AUGUSTA, Ga. (WJBF)- After billions of dollars of investment, the futures of Plant Vogtle and V.C. Summer Nuclear Plant are in question. Westinghouse Electric, the company contracted to expand those nuclear power plants, filed for bankruptcy protection Wednesday.
The plants’ owners say they are working together to complete the projects, but analysts say this bankruptcy is going to cost in both time and money.
Westinghouse Electric Company has been a pioneer in the development of nuclear energy, but Wednesday’s bankruptcy filing is “casting a shadow over the global nuclear industry,” reports the News York Times.
But the effects hit close to home for people in Georgia and South Carolina.
“They’re just a big corporation that says ‘we’ll take care of it’ and ‘trust us’, and we trust them…and then they go and screw something else up,” said Georgia Power customer Richard Hollingsworth.
But Plant Vogtle does employ about 900 people in the Waynesboro area. The bankruptcy could leave the plants’ owners saddled with costs Westinghouse can’t cover.
The projects are already years late and billions over budget. Power companies own those plants, which means more delays and costs associated with the projects could be passed on to ratepayers. According to consumer advocacy group Georgia Watch, Georgia Power customers could be shouldering $1.4 billion to finance Vogtle construction over the next few years. They’ve already paid about $2 billion for the project in their bills since 2011.

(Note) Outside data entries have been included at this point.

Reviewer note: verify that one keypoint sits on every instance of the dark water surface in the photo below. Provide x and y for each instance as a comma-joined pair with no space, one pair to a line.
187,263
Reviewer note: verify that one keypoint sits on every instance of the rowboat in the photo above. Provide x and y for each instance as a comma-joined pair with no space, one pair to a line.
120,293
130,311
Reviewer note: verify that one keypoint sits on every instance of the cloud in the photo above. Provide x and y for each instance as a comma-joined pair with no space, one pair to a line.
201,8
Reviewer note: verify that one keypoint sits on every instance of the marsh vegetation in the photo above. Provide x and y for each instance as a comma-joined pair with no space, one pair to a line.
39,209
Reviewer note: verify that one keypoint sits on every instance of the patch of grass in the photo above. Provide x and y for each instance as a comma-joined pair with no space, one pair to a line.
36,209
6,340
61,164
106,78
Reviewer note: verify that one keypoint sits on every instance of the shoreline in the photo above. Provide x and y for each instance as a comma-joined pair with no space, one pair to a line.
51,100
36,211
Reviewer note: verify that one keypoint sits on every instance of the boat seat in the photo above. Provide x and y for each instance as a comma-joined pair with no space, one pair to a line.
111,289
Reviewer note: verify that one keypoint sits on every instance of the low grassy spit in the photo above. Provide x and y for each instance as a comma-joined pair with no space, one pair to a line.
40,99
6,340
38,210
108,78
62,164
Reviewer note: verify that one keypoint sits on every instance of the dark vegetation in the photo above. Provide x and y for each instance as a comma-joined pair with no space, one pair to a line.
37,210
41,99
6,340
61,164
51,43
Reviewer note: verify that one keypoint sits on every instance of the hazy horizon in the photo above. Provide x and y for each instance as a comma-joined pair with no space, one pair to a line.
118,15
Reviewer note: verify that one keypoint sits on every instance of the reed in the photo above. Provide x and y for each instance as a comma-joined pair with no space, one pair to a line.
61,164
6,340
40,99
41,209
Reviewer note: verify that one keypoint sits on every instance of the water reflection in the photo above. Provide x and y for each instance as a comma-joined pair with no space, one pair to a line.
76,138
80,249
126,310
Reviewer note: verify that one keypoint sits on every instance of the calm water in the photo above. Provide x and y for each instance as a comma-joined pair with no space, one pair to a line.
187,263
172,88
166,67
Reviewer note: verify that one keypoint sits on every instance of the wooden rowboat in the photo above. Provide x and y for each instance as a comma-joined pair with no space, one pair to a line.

“They’re already charging and exorbitant amount,” Hollingsworth asid. “I take care of my mother at home, and we’re on a very fixed income…and to think that we might be spending more every month.”
We did reach out to Georgia Power. A spokesperson says the company “will continue to take every action available to us to hold Westinghouse and Toshiba accountable for their financial responsibilities.”
The spokesperson also says Georgia Power working with Westinghouse to maintain momentum at the Vogtle site.
SCANA energy company owns V.C. Summer nuclear plant near Columbia, South Carolina. SCANA says in a press release that it plans to continue working with Westinghouse on the project. SCANA’s rates have also increased at least nine times since 2009.
Executive director of Georgia Watch Liz Coyle says Westinghouse’s bankruptcy is going to cost more money for the plants’ owners and whether the power companies continue the project or stop them altogether, ratepayers are likely to feel the consequences in their pocketbooks.
“From the beginning, virtually all of the risk has been placed on the company’s ratepayers and not their shareholders,” Coyle said.
Georgia power says it is conducting a full-scale schedule and cost-to-complete assessment to determine what impact Westinghouse’s bankruptcy will have on the project.